Смятый, от удара меча, шлём скифского царя играл бликами в лучах диска слепящего. Ковыль застыл и не шевелился. Костя зажмурился.

Глава первая. СТАРИК

Приазовье: западнее Миуса урочище «Сухая балка». Середина июля 311 г до р. Х.р.

Солнце слепит и печёт до немогу. Язык шершавый и сухой как спина ящерицы и окружающий ландшафт степной зоны. Не получается глотать, больно. Жара не спадает, а воздух сух, как песок Сахары и недвижен. Диск слепящего бога Хораса в зените; солнце выпалило и иссушило в округе всё живое… В низине ещё можно надеяться на прохладу, но тени и здесь – нет.

Две луны назад здесь зеленел камыш и дарил оглушающий запах, чабрец. Сейчас от камыша остались жёлто-золотистые сухие палки с навершием как на боевом шлёме у воина, а от чабреца – тонкие и чахлые сухие ниточки. Даже здесь не могут спрятаться тысячелистник и сухой «зверобой». Тонкий ковыль, и тот, замер, ожидая дуновения ветерка и желанной вечерней прохлады. Опустил свои иссушенные зноем колючие листья, и оголил ствол, двухметровый чертополох.

Суслик зашевелил усиками, замер, приподнявшись на задние лапки, вслушиваясь во встревоженную тишину беспробудного зноя. Он снова шевельнул усиками и повернулся в сторону нарушителей его размеренной и скучной жизни и насторожился. Привычные запахи и звуки изменились. Суслик поднялся на высокий камень и снова всмотрелся в плывущее марево и приближающихся незваных гостей.

Скрип нарастал и становился громче. Скрипело несмазанное колесо воза, да так, что казалось – скрипит вся ойкумена. Первыми показались два всадника. Они, прищурясь, всматривались в предстоящий подъём из балки и покачивались в сёдлах в такт ленивому ходу их кобылиц. На разговор у них не было ни желания ни сил. Они устали от этой беспросветной и всепоглощающей жары. Позади, два вола уныло тянули гружённый, тяжеленный воз, лениво отгоняя хвостами надоедающих слепней… Именно на этом возу противно скрипело несмазанное колесо, а вслед возу катила кибитка, похожая на маленький домик, вместо стен и крыши у которого – дуги веток, переплетённые ивняком сбоку и камышом вверху. Такой себе маленький домик на колёсах. За кибиткой, на длинном поводе был привязан старый неосёдланный мерин. Ему, как и волу, тянущему кибитку, тоже не хотелось идти, – да разве прикажешь хозяину, если сам от него зависим.

Седло мерина внутри кибитки. Положив на него голову, тихо похрапывал старый скиф – каменотёс.

В низине балки повозка и трое всадников остановились. Одуревшие от зноя и ослепляющего солнца лошади и волы обрадовались короткой передышке. С воза разудало соскочил, словно жара была нипочём, молодой шестнадцатилетний возница – Хорсил. С трудом, облизав потрескавшиеся губы, обратился к вылезшему из кибитки сухощавому старику с лицом изборождённым временем.

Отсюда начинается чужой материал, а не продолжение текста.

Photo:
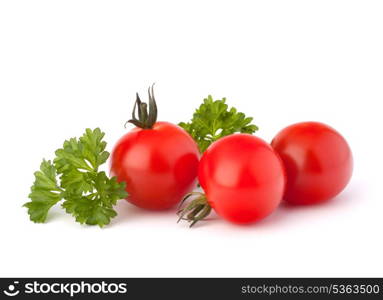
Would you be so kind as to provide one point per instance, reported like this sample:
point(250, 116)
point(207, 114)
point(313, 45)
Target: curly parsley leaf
point(45, 193)
point(214, 120)
point(89, 195)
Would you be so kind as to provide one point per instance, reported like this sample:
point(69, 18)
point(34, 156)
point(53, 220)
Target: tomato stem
point(144, 115)
point(194, 211)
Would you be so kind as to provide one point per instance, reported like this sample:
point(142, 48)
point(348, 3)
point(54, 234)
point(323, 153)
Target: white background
point(68, 65)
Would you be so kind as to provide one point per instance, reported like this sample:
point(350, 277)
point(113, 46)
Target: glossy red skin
point(159, 165)
point(243, 178)
point(317, 159)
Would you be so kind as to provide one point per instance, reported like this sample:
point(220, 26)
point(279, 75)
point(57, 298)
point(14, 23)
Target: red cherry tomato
point(317, 159)
point(243, 178)
point(159, 165)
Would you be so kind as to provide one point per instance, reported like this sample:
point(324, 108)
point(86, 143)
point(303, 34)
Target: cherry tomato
point(243, 178)
point(317, 159)
point(157, 160)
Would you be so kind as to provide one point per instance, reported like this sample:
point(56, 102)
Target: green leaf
point(96, 208)
point(45, 193)
point(78, 157)
point(213, 120)
point(89, 195)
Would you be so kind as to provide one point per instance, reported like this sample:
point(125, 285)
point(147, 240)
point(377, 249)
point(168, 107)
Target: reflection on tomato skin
point(317, 159)
point(159, 165)
point(243, 178)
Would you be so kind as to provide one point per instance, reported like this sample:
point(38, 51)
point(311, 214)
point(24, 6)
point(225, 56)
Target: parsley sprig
point(211, 121)
point(214, 120)
point(74, 177)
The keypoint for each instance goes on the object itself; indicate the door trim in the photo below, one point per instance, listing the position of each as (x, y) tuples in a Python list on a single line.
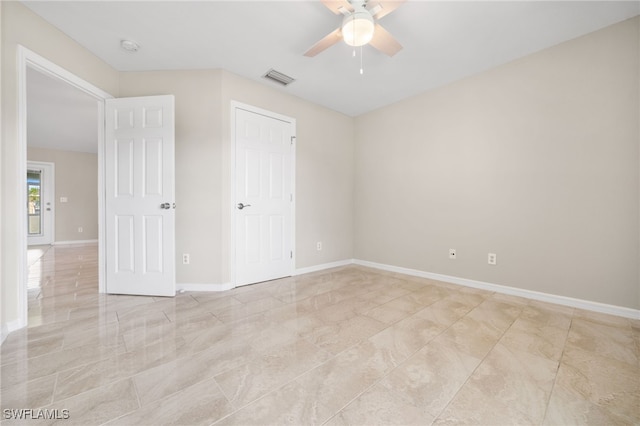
[(27, 58), (235, 105), (49, 237)]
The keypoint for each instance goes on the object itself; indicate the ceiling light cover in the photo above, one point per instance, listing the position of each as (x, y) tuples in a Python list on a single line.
[(357, 28), (130, 46)]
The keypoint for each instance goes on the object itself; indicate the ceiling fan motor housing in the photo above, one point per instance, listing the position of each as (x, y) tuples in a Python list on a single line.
[(358, 28)]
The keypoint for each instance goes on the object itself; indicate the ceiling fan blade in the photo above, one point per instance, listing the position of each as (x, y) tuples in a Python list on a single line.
[(325, 43), (384, 41), (380, 9), (338, 6)]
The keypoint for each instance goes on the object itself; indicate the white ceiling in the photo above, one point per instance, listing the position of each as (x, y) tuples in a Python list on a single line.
[(443, 40), (60, 116)]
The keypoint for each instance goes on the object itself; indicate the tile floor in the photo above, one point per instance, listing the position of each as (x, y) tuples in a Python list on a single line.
[(346, 346)]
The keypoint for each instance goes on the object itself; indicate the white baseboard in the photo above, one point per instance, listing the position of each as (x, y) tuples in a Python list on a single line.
[(324, 266), (66, 243), (8, 328), (203, 287), (528, 294)]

– Отец, мы сможем здесь подняться? – Он указал пальцем вверх, на крутой подъём из балки, и добавил. – Объезд займёт много времени.

– Хм, – Старик прислонил ладонь ко лбу и, щурясь, посмотрел вверх, оценивая возможности своих сыновей и волов. Отвечать не стал, потому, как пересохшее горло не хотело издавать звуки. Он подобрал один из камешков, лежащий у ноги и положил в рот. То же проделали и его спутники – трое сыновей… Когда рот наполнился слюной, он судорожно глотнул, превозмогая боль в сухом горле.

– Хинис, – Обратился он к старшему. – Рог воды нам, остальное – животным.

– Но, отец, почему нам так мало? – отозвался средний сын – Сорок, а младший – Хорсил мечтательно сказал: – Эх, к морю бы сейчас, отец.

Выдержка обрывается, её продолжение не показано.